Cells were pretreated with 5 mM N-acetylcysteine (NAC) for 30 min and then exposed to quercetin for the indicated periods of time. (A) Cells were stained with Annexin V/PI and fluorescence intensity was measured using a flow cytometer. (B) cells were treated with 40 μM dichloro-dihydro-fluorescein diacetate (DCFH-DA) for 30 min, and fluorescence was detected using a fluorescence microscope. (C) Cells were treated with 10 μM Hoechst 33342 for 30 min, and fluorescence was detected using a fluorescence microscope.
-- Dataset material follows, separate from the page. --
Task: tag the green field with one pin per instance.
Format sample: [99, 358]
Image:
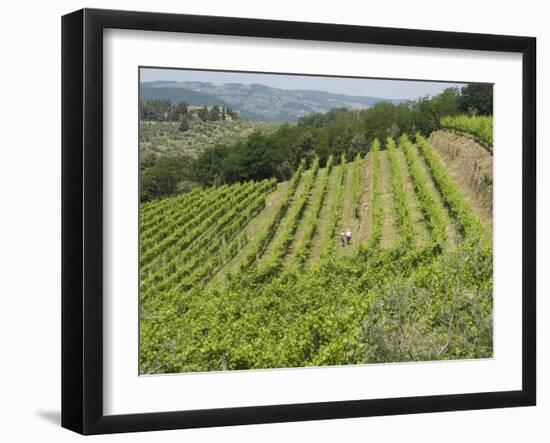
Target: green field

Arrows indicate apoptotic bodies, which were DNA fragments produced when apoptosis occurred. (D) The expression of sestrin 2 and the activation of AMPKα1, p38 were analyzed by western blot analysis. (E) Cells were stained with 3,3-dihexyloxacarbocyanine iodide (DiOC₆) and fluorescence intensity was measured using a flow cytometer. (F) Cytochrome c in the mitochondrial/cytosolic fraction and Bax protein levels were analyzed by western blot analysis. Q, quercetin; SESN2, sestrin 2; Cyt. c, cytochrome c.

Figure 4

Cells were pre-treated with 10 μM SB203580 for 30 min and then exposed to quercetin for the indicated periods of time. (A) Cell viability was measured by MTT assay. ^**P<0.01 compared to control; ^##P<0.01 compared to the 50 μM quercetin-treated group. N.S., not significant (each experiment, n=3). (B) Cells were stained with Annexin V/PI and fluorescence intensity was measured using a flow cytometer. (C) The expression of sestrin and the activation of AMPKα1 and p38 were analyzed by western blot analysis. Q, quercetin; SESN2, sestrin 2.

Figure 5

(A) Cells were transfected with sestrin 2 or AMPKα1 small interfering RNA (siRNA) using DharmaFECT and treated with 50 μM quercetin for 6 h after being pre-treated with N-acetylcysteine (NAC) 5 mM for 30 min. The protein levels of sestrin 2, p-AMPKα1, AMPKα1 and p-p38 were then examined by western blot analysis. (B) Cell viability was measured by MTT assay. ^*P<0.05, ^**P<0.01 and ^***P<0.001 compared to control, ^##P<0.01, and ^###P<0.001 compared to the 50 μM quercetin-treated group. N.S., not significant (each experiment, n=3). SESN2, sestrin 2.

Figure 6

(A) HCT116 colon cancer cells were treated with the indicated concentrations of quercetin after being pre-treated with 10 μM pifithrin-α for 30 min. (B) HT-29 cells [p53-mutant (mt)] were treated with the indicated concentrations of quercetin for 24 h. Finally, the cells were stained with Annexin V/PI and their fluorescence intensity was measured using a flow cytometer. (C) HT-29 colon cancer cells were treated with the indicated concentrations of quercetin in for 6 h. The expression of sestrin 2 and the activation of AMPKα1 and p38 were analyzed by western blot analysis. SESN2, sestrin 2.